Well the answer is image.

I find Brand
merely okay as a comedian, and I think that he knows that he's mediocre, so he tries to make up for it with heavy doses of image. Hence the hair, the make-up, the black clothing, the rock-star posturing, and the vain attempts to be edgy and daring.

Before his recent purchase by Viacom for their MTV Awards Show which he got after landing a supporting role in a Judd Apatow comedy, he was most famous for getting fired from MTV Britain for dressing up like Osama Bin Laden the day after 9/11/2001. That stunt got him better work in TV and radio with the BBC and his eventual selling out to that Empire of Hip called MTV/Viacom/Paramount in America.

Now how did dressing up like Bin Ladin the day after 9/11 help his career?

Because Russel Brand is what I call "Corporate Edgy."

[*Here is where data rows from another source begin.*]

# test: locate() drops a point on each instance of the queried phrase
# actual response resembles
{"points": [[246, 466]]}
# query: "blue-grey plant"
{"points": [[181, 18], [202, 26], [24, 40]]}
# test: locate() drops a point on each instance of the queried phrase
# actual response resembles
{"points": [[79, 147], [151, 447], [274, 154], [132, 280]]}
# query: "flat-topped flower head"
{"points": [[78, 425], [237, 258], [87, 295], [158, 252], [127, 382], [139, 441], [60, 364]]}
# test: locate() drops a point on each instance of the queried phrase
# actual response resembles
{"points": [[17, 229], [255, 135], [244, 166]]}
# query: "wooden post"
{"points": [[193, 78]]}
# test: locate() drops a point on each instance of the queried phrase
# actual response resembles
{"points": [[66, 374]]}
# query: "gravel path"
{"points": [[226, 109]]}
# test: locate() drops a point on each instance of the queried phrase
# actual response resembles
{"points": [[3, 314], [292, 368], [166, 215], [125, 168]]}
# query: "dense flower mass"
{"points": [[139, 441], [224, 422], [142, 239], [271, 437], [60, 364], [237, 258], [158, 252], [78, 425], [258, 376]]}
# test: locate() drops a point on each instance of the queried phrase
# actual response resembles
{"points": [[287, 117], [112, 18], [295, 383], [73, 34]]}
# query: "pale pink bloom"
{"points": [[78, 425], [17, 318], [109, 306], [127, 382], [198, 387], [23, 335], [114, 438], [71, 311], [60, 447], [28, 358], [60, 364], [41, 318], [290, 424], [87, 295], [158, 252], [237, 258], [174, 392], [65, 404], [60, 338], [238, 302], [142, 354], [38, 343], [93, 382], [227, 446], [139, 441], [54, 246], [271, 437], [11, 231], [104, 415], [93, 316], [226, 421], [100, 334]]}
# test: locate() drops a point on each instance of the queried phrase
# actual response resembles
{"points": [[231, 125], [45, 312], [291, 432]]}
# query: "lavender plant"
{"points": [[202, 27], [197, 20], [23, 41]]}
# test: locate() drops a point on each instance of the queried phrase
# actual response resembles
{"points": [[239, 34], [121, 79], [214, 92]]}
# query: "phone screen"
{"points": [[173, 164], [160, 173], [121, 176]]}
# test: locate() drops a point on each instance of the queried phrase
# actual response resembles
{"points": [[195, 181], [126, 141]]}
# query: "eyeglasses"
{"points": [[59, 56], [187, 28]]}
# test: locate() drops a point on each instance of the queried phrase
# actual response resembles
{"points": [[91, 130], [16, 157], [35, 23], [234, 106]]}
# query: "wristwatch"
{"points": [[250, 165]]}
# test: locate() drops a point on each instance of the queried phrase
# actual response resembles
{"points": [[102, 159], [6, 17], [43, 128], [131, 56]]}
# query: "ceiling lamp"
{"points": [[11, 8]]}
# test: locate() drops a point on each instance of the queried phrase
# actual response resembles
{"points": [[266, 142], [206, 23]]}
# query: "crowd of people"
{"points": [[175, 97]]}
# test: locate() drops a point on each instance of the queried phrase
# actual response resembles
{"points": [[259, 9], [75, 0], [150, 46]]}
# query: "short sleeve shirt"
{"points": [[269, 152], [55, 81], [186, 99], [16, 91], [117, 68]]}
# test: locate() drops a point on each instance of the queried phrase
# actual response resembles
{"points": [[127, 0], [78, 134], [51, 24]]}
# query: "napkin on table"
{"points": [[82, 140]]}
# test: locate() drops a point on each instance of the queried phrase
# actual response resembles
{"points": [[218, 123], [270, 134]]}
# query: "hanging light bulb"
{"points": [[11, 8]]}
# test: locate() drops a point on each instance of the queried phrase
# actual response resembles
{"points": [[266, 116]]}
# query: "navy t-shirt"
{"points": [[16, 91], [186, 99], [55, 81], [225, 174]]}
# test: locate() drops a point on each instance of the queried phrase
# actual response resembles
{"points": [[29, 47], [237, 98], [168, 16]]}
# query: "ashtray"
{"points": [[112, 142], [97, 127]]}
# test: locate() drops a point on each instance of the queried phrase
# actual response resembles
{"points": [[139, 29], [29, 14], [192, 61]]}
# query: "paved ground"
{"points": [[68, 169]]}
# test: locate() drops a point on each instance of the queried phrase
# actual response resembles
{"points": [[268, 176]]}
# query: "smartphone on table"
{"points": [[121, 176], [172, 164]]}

He makes BBC bureaucrats and media conglomerate stuffed suits feel that they're as rebellious and daring as they were during their youth in the 1960s and 1970s. (Youthful rebellion usually having more to do with bad taste in clothing than really challenging any status quo.) He shares their fashionable beliefs, and prejudices, but makes himself appear apart from them by presenting a faux-"I Don't Give A Fuck" attitude, while carefully avoiding any rebellion that might cost him money.

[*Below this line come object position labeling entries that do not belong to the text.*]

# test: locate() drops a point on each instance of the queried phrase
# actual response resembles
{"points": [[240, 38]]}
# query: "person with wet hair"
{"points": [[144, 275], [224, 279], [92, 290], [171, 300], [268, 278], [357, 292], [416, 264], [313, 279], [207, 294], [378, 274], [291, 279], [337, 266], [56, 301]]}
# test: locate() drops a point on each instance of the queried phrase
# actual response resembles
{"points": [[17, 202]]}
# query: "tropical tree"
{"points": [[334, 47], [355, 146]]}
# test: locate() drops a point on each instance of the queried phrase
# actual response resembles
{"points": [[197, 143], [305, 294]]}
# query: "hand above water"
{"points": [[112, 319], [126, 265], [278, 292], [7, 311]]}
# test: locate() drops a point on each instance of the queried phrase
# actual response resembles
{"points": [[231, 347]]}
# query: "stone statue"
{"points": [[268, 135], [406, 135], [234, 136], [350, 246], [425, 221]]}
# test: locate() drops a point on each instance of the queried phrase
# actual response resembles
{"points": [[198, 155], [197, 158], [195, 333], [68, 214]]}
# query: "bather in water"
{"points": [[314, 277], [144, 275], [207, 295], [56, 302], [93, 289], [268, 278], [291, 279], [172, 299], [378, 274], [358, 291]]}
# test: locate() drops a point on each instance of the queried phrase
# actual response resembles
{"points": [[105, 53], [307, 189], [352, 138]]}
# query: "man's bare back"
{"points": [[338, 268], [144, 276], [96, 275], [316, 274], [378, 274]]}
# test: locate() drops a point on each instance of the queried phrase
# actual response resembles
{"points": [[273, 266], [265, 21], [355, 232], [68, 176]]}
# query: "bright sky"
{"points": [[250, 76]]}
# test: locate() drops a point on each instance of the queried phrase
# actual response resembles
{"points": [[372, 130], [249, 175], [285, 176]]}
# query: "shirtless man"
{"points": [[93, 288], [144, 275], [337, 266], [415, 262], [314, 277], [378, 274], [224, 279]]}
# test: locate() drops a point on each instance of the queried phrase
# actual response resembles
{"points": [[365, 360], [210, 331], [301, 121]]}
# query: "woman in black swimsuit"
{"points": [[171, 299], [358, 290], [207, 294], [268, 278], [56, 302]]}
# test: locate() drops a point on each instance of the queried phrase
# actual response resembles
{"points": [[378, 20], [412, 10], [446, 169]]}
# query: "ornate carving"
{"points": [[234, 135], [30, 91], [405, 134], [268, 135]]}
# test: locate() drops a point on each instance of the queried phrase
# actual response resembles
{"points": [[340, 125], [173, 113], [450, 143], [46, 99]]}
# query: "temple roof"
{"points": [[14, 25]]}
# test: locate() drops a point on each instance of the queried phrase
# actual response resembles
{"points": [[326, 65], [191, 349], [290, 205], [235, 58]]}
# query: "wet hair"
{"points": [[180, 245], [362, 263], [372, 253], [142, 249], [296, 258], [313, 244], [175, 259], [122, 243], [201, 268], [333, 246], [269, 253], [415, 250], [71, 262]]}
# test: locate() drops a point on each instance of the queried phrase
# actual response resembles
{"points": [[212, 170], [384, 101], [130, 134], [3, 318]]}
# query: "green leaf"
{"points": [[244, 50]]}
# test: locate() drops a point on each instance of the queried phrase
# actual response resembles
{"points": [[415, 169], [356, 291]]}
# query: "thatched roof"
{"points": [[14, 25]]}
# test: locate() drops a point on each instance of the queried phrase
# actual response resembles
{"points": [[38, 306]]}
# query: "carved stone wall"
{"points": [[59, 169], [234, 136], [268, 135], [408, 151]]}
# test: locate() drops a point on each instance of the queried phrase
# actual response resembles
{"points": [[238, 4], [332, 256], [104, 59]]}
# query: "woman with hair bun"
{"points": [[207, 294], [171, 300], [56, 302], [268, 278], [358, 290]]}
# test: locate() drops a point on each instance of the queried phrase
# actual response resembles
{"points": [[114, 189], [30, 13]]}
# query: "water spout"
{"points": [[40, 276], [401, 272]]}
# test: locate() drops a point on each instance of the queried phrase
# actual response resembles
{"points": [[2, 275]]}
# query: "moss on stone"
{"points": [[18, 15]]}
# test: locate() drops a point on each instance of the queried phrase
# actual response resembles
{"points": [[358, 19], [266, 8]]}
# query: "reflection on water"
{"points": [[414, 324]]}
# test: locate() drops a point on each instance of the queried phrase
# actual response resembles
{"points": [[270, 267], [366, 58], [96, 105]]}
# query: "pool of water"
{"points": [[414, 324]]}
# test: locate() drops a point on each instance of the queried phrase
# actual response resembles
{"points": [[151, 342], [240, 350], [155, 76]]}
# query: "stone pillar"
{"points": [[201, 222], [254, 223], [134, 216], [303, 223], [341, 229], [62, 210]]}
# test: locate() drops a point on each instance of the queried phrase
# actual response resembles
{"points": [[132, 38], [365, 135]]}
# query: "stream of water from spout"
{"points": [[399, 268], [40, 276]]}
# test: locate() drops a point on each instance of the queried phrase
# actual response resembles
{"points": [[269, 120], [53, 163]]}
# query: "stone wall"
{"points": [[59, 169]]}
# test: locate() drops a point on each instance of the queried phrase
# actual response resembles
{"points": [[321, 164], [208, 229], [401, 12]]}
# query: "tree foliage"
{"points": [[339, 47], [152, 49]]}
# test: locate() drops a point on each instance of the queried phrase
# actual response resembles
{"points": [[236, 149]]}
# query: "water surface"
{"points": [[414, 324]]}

You see, being truly edgy and rebellious in comedy is to challenge the power of popular culture's elite class. It's about tackling the shibboleths, political correctness, and prejudices of this elite class, come hell or high water, because in the end, they don't matter, it's the audience.

That is not Brand's brand, so to speak. Challenging the media elite is dangerous, potentially costly, and he knows that he doesn't have the talent to beat it in the end, so he plays along. He avoids anything that may be declared "politically incorrect" or "offensive" to the people that sign his paychecks, preferring to mock Americans, Christians, the politically and socially conservative, and when his limited talents have pretty much exhausted those oft-tread paths, (one can only make so-many Jesus jokes before repeating oneself) he attacks a 78 year old man and his grand-daughter.

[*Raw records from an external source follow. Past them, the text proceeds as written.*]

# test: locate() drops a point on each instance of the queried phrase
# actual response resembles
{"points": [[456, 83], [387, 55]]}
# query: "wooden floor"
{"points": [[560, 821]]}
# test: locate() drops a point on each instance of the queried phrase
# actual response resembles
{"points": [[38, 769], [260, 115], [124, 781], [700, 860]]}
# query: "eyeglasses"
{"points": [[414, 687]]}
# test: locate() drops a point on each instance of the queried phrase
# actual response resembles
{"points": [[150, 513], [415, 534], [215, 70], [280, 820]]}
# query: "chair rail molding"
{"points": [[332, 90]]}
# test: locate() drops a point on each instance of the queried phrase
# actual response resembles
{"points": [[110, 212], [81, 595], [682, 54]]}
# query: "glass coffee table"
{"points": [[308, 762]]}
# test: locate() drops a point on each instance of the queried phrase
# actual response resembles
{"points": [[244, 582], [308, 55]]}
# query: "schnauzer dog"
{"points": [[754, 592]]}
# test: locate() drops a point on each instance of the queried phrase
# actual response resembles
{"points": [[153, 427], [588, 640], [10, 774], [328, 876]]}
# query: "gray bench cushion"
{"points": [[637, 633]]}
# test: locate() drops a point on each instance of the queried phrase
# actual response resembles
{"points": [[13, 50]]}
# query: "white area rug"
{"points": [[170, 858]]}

I guess you could say that Brand is the comedy equivalent of gangster rap. He sells at first because he annoys the parents of his pubescent target audience, who have to take whatever rebellion they can get, even if it's spoon-fed to them by a major corporation, owned by a 90something oligarch. However, this never lasts eventually the audience figures out that deep down it's all about selling sneakers, clothes, or hair gel. Corporate edgy never lasts long at the top, and is usually just as quickly forgotten.

Brand and his cohort have been suspended by the BBC for their antics, but not fired, and he won't be until people start to see through the carefully stylized scruffy image and see the bland corporate toady beneath it.

Which won't be long after a creatively bankrupt stunt like this.

UPDATE: It's reported that Brand has quit his radio on the BBC. Now I think he did this whole thing deliberately so he could quit the BBC and keep selling out to the Viacom/MTV bottomless chum bucket. I predict a couple of movies, that might have good openings at first, but the heat won't last, considering he's essentially a 1 joke caricature and not a comedic actor, ending in a reality show on MTV where he tries and fails to get ex-porn stars to sleep with him.

1 comment:

  1. Brand's future is bright. He's likely the next Hugh Grant.

    Women really love this guy ... go figure but there it is. It's all about attitude.